Hi @gretagremlin! This is what the BCD project does; see https://github.com/mdn/browser-compat-data
You can get the data as an NPM package too: https://www.npmjs.com/package/mdn-browser-compat-data
Thank you @chrisdavidmills! This is immensely useful. Out of curiousity, would you know of any other projects like this. For example in this table for background-color, I was hoping to find this type of information organized like the BCD project.
@gretagremlin Yes; we have this kind of data organized in the MND data repo: https://github.com/mdn/data
See https://github.com/mdn/data/blob/master/css/properties.json
And the NPM version: https://www.npmjs.com/package/mdn-data
Although this repo is not quite as often/well-maintained as browser-compat-data. We use it to generate the info boxes and formal syntax boxes on our CSS reference pages, but not many people seem to find them useful as they do the compat tables.

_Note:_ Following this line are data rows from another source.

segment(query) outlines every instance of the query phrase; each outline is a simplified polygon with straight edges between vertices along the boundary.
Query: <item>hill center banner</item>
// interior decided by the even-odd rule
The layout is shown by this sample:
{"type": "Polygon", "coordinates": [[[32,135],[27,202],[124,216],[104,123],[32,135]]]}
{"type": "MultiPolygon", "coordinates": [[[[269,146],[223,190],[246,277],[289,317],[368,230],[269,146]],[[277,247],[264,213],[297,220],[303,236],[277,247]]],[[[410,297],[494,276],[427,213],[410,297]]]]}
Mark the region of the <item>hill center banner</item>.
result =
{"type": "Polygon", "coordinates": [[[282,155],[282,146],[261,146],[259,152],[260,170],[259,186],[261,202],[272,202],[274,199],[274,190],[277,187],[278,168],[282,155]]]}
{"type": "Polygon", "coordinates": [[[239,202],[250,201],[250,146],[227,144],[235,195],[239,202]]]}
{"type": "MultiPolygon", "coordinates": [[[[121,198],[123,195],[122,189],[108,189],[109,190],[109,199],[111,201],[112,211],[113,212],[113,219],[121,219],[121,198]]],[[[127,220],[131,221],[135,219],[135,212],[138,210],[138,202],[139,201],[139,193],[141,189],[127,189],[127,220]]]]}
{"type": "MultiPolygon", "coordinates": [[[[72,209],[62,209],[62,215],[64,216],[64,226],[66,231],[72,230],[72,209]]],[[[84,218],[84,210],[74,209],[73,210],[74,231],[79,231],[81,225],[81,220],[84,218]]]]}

@chrisdavidmills Wonderful! Would there be more data categorized like it was in the browser-compat-data here? Or would the data repo be limited to css, api, and svg as of now? Mainly was wondering where the content for the html and javascript pages (among others) was coming from.
Also when digging through the CSS references, I was looking for a way to navigate the site by category. Would there be a way to place a listing of these categories (like groups used in the side nav) on its own page? Similarily to what the HTML pages have here and here.
Also, in the sidenav groups, some of the categorization seemed different, such as background and borders. I browsed through the W3C module categories here and here. Curious as to why they changed it. Background and Colors made more sense as well as borders being part of the Box Model. If another page was made, didn’t know if using a different categorization would interfere with what is shown in side nav. I have some ideas for easily navigable categories I’d be happy to contribute along with some images.
@gretagremlin let’s go through these Qs one by one:
Would there be more data categorized like it was in the browser-compat-data here?
Not really, in the case of the data repo/. It is only really complete for the CSS data really. The sidebars for the other sections are largely generated from various macros we have, and the other content is largely static.
As a note, future iterations of MDN will based much more on structured data sets (see our stumptown experiment), for exactly these kinds of use cases.
Would there be a way to place a listing of these categories (like groups used in the side nav) on its own page?
There are a number of ways we could do this. The CSS data
repo has the groups
field that is used to generate the appropriate links in the CSS sidebars. We could make a page that would use a macro to generate a link for each group, which links to that group’s landing page (there should be a landing page for each group, not sure if there actually is in 100% of cases).
Also, in the sidenav groups, some of the categorization seemed different, such as background and borders
Yeah, this is probably because we decided on some of the groupings a while ago, and some more recently, when the associated specs were in different states.
I’d be interested in hearing about your ideas; it is unlikely that we’d make any changes to this implementation any time soon, but probably when we start to move towards our new implementation in the future.
@chrisdavidmills Sounds good, I’ll start a new topic with a list of suggestions/proposals, once ready.